Margot, America [Ferrera], and Ryan went to Mexico City and like 16,000 people showed up at a mall. Ryan and America sent me videos, and it was funny because they were both in each other’s videos. That was the moment where I like, “Oh my Lord, this is unlike anything I’ve ever been part of.”

I saw “Barbie” on Monday morning and saw “Oppenheimer” on Tuesday night. As I was leaving the theater for “Oppenheimer,” there were all these Barbie fans going to a “Barbie” promo screening, trying to take pictures in front of this big Barbie poster, and they’re all dressed in their pink and all the critics are coming out of “Oppenheimer” feeling very dark, having to scoot past them.

It’s Barbenheimer!

a still from Barbie
“Barbie”Courtesy Warner Bros.

It was my own Barbenheimer! Do you remember the first time you heard the term “Barbenheimer”?

I don’t remember the first time I heard it, but I guess it must have been a couple months ago. My brother sent me a fan art of a mashup poster, which is amazing. It’s like a ’70s style poster with everybody. I was like, “This is great. Whoever made this, this is amazing.” It’s everywhere now. There’s a big, big rave happening in Brooklyn this weekend. It’s the Barbenheimer rave and it has a full DJ set.
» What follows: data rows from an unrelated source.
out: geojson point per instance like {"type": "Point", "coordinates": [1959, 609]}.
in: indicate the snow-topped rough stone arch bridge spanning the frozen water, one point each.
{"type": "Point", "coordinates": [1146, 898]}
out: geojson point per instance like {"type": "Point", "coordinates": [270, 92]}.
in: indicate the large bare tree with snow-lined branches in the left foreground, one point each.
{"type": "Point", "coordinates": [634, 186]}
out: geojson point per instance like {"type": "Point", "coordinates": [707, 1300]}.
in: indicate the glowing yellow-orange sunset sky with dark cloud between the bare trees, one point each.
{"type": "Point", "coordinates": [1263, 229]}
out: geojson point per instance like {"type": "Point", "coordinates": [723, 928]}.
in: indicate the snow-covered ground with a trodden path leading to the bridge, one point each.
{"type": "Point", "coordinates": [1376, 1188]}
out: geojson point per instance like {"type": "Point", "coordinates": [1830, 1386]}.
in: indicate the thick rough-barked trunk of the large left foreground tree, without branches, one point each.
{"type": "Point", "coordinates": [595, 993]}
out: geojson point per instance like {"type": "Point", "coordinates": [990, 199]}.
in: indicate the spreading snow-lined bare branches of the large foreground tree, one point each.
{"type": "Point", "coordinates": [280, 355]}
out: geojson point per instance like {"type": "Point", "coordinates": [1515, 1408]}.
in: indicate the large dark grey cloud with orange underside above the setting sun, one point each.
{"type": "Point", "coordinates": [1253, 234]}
No spoilers, but the moment that you choose to end the film is so wonderful and so funny. Was that always going to be that scene, that final line from Margot? When did you land on that?

I feel that line and that ending is something that I feel about most things that I’ve ever made — there’s something where I don’t rightly feel like I can take credit for it. It sort of came to me in a dream and then it was like, “It can be no other way.”

There were some discussions about if that was the right ending, and is that OK, and is it upsetting, or whatever it is. I really was like… you get a certain amount of gifts as a filmmaker. Not to be mystical, but I think you get some gifts that aren’t really down to you. If you’re engaged with making them, sometimes they fall into your lap and that one did. And I was like, “To the extent that I believe in cinema gods, if I tell them that I’m not going to use this gift they gave me, they’re going to turn their backs on me.” You’ve got to use the gift that you’ve been given and I just know this is one of those gifts. And then everyone was like, “You’re talking about cinema gods. Please end this meeting right now.”

In your own Greta Dream Land, how do you want audiences to feel when they leave the theater after seeing “Barbie”?

I want them to feel some sort of euphoric, collective catharsis of the glorious absurdity of being human. And that, in itself, it is worth celebrating.

Margot Robbie oversees a pink wonderland in Greta Gerwig's "Barbie."
“Barbie”screengrab

Last question, and it’s the only one it could be: Do you ever think about dying?

Oh, my gosh. All the time. All the time. No, I really do. Really. But I think that is one of the reasons cinema feels like this thing I just want to keep making, because they are these time capsules of something that’s going only one way, it’s only heading in one direction. It’s all the sort of joy of it and the fear of it, all wrapped up into one thing.

Of the many things I’ve made in my life, Margot at a dance party as Barbie, asking everybody, “Do you guys ever think about dying?” is pretty much the nearest I’ve felt seen by my own work. It’s moving and also strange. When people first laughed at that, I thought, “Oh, good, I guess we’re all this way. I guess we all have this.” And yet we make dolls and get angry at them and go to the dance party and worry alone, and then find each other in the worry and then try to make meaning. I don’t know what else we can do.

Warner Bros. will release “Barbie” in theaters on Friday, July 21.